To give you an idea of just how ridiculous it can get, two women were forced to close their burrito shop in Portland after they were accused of cultural appropriation according to Fox News:

Kali Wilgus and Liz “LC” Connelly, the two white women who started Kooks earlier this year, have been accused of stealing their techniques from the “tortilla ladies” of Puerto Nuevo, Mexico — because Connelly told Willamette Week that they gathered their recipes and tortilla-making processes during a holiday road-trip to the Baja California village.

“I picked the brains of every tortilla lady there in the worst broken Spanish ever, and they showed me a little of what they did,” she told the site. “They told us the basic ingredients, and we saw them moving and stretching the dough similar to how pizza makers do before rolling it out with rolling pins.”

Those two women were inspired to develop a recipe based on what they saw in a different culture, put it together, and served it to their community. There’s nothing wrong with that but according to the screaming SJWs, this is a grave sin.

I explain why cultural appropriation isn’t racist, much less real in this video…

…but I think it needs to be said again and again until our society, in general, gets it.

What a culture really is is an idea that has been developed over time.
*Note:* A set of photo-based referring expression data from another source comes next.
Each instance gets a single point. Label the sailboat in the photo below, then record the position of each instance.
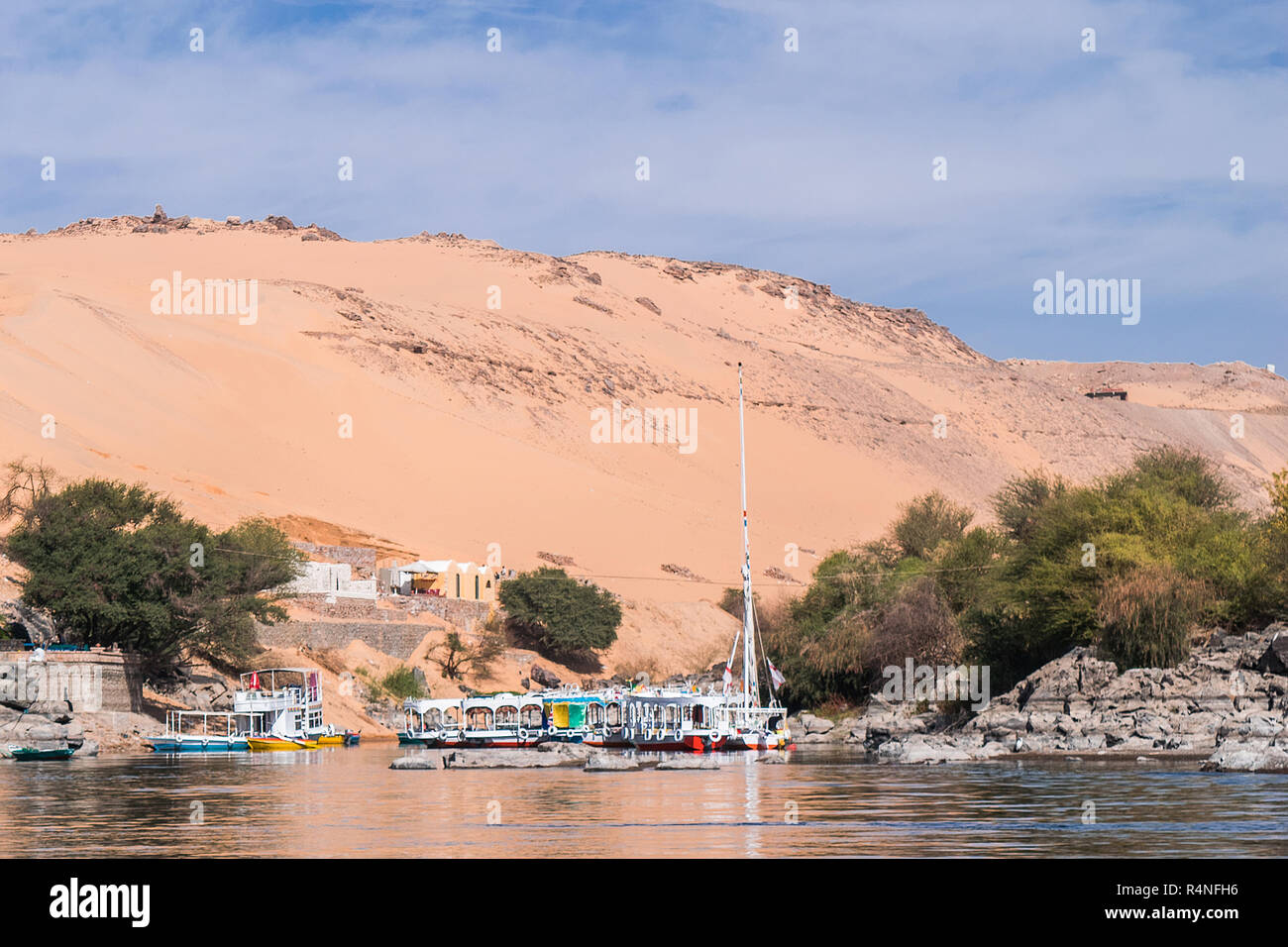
(747, 723)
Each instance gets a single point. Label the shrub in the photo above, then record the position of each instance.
(1146, 616)
(400, 684)
(454, 654)
(561, 615)
(116, 564)
(1020, 501)
(917, 625)
(926, 522)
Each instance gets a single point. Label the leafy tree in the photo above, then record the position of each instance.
(1019, 502)
(120, 565)
(926, 522)
(1146, 616)
(400, 684)
(561, 615)
(454, 655)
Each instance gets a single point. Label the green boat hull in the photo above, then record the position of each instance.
(26, 753)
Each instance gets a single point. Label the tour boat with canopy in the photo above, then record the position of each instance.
(288, 703)
(206, 731)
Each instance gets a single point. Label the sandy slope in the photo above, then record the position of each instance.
(472, 425)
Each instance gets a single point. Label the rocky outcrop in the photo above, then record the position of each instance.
(1248, 758)
(1229, 694)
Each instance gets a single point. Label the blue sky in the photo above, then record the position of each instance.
(1113, 163)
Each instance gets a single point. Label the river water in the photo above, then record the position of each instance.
(823, 801)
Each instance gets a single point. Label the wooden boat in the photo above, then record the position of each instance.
(288, 703)
(30, 753)
(485, 720)
(278, 744)
(219, 731)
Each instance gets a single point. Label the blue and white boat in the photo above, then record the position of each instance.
(206, 731)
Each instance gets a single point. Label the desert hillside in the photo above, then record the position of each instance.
(469, 373)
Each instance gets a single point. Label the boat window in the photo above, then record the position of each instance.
(506, 716)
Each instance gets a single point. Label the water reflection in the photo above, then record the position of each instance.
(346, 801)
It’s a method by which people do something, be it art, dress, traditions, habits, etc. While certain ideas can originate from a place and be practiced extensively there, the fact is that this place cannot own the idea. They can take credit for it, but they can’t own it.

It’s ridiculous to think that cultures must stay locked up and preserved. That’s not how cultures work. Since man learned how to walk upright, it’s been developing culture and has been improving his species by picking up what works and ditching what doesn’t. If one culture did something really well then another culture may adopt that way of thinking and advance their civilization.

Without it we wouldn’t have the advancements we do today, but according to the SJWs and extreme leftists, all of this means nothing because it’s racist to copy another culture in anything.

This is backward thinking on their part. Not only are they clearly not very good students of history, but they’re also not very good at understanding humanity. They would rather us arrest our development as a species than learn and advance from each other.

But let’s even just leave behind human advancement for a minute and focus on the shallow aspect of hairstyles and clothing.

The SJW sees what Adele did and automatically associates her manner of dress with malicious intent. They do this with anybody and everybody. Don’t forget about the college student who was accosted in a hallway because some SJW Karen thought dreadlocks belonged to her and black culture.

The SJW automatically assumes that your intent is bad no matter what. You either stole it or are wearing it in an effort to make fun of it like a racist.

The fact is, if there’s no malicious intent then the intent is good. Period. Even Mickey Rooney’s Mr. Yunioshi in Breakfast at Tiffany’s isn’t evil despite it being an over-the-top depiction of an Asian immigrant. It’s okay to joke around and still have nothing but love for the people you’re joking around about.

This has been completely lost on the SJW who believes humor is the gateway to hate.

The truth is, if anyone wants to wear dreads or bantu knots while not being black then that’s perfectly acceptable. People in the SJW hyena pack that say it’s not okay are not allowed to speak for every single black person on the planet and even if they were, it’s not acceptable to tell another person what they can and can’t wear, especially if it’s not doing any harm to you.

If you’re offended, that’s your problem.

Regardless, the idea of people “appropriating” a culture, or taking it as their own, isn’t a thing. It’s just using an idea.